Recently, I zeroed my marketing business in on the software industry. I’d been preaching the benefits of having a niche, and yet I didn’t have one. Once I made that decision, I needed to start attracting software companies to my marketing firm. But how to do that?
I started with my content. I’ve been blogging about marketing for years, but now I needed to tighten the reins a bit so that my audience — software company owners and CEOs — would find my content and feel I was speaking to them. Imagine how much more engaged your audience — each individual buyer — would feel if your content said, “Hey you! Yes you. I understand exactly what you’re going through, and this article/ebook/web copy will tell you what to do to solve your problem.”
Here’s what I did, and what you can do too.

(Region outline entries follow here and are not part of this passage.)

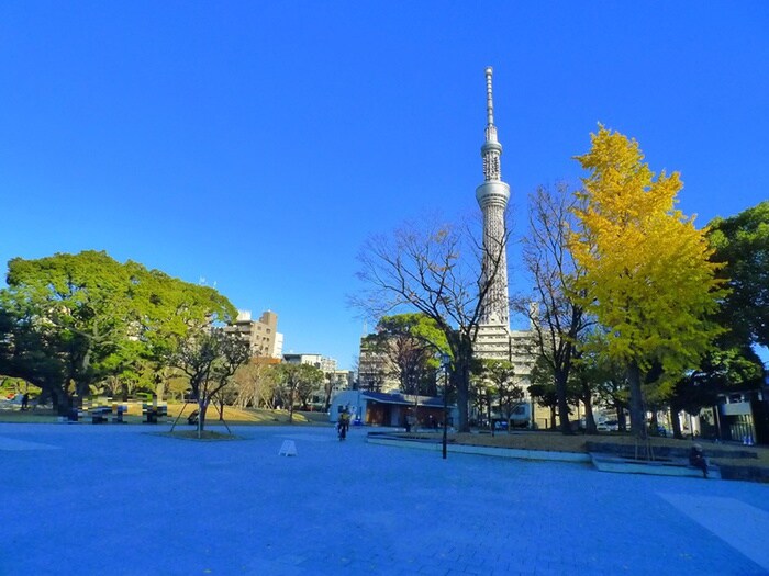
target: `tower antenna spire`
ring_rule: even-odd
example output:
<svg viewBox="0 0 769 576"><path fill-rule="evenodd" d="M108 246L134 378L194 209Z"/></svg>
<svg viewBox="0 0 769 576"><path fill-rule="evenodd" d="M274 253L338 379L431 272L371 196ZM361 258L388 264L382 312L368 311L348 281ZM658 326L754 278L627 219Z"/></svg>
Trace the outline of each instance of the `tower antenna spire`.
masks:
<svg viewBox="0 0 769 576"><path fill-rule="evenodd" d="M491 91L491 76L494 69L491 66L486 68L486 117L489 126L494 125L494 98Z"/></svg>

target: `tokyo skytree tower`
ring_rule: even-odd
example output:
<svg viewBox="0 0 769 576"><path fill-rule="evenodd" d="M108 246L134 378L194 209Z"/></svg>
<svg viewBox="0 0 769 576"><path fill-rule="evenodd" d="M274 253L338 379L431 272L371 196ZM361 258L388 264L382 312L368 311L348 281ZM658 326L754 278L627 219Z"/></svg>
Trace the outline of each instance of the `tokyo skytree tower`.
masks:
<svg viewBox="0 0 769 576"><path fill-rule="evenodd" d="M483 269L481 285L487 274L494 274L483 304L481 326L510 326L508 301L508 256L504 212L510 200L510 187L502 182L500 156L502 145L497 139L494 103L491 92L491 67L486 69L486 142L481 146L483 157L483 183L476 189L476 199L483 212Z"/></svg>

I was extremely nervous about turning off any other potential customer that might happen across my site if I made it overtly focused on the software industry, so I made subtle changes. I turned the copy into a conversation I imagined I was having with that software CEO:
- Are your halfhearted attempts at managing your social media pages costing you more than they’re making you?
- Did you hire an inexperienced intern to help you with your web presence, only to end up managing it yourself?
- Do you find yourself spending time trying to write blog content that you should be spending on growing your company?
These were problems I imagined he could identify with. If he could relate, he could keep reading. Only once do I use the word “software” on the site. Subtle, right? Yet I’ve gotten several software leads since making the change.
Not wanting to alienate my existing readership of small business owners and marketing managers, I decided against turning all my blog’s content into software-related posts. I do, however, from time to time write a post that speaks to that audience. Because my blog is more an example of the kinds of content we can write for clients, I felt it was fine to stick to a lesser-niched audience for the content.
Still, I needed a way to connect with software companies. So I decided to write an ebook: 10 Reasons Your Software Company Should Be Blogging Right Now! It’s pretty obvious who the audience for this is. I set it up so that visitors to the site can subscribe to my company newsletter and get the ebook free. That way I know exactly who my subscribers are, and I can craft better-targeted content for them.
I’m still sharing general marketing content on social, but I have started following software companies. I set up a stream to monitor posts using “small business” and “software,” and I follow relevant people who tweet using those keywords. In fact, as a result, I secured a software client!
The better you focus your content marketing efforts, the more you’ll attract the kinds of customers you want. Don’t be afraid of alienating everyone else; you’d be surprised how much more business you can attract simply by being more direct in your messaging.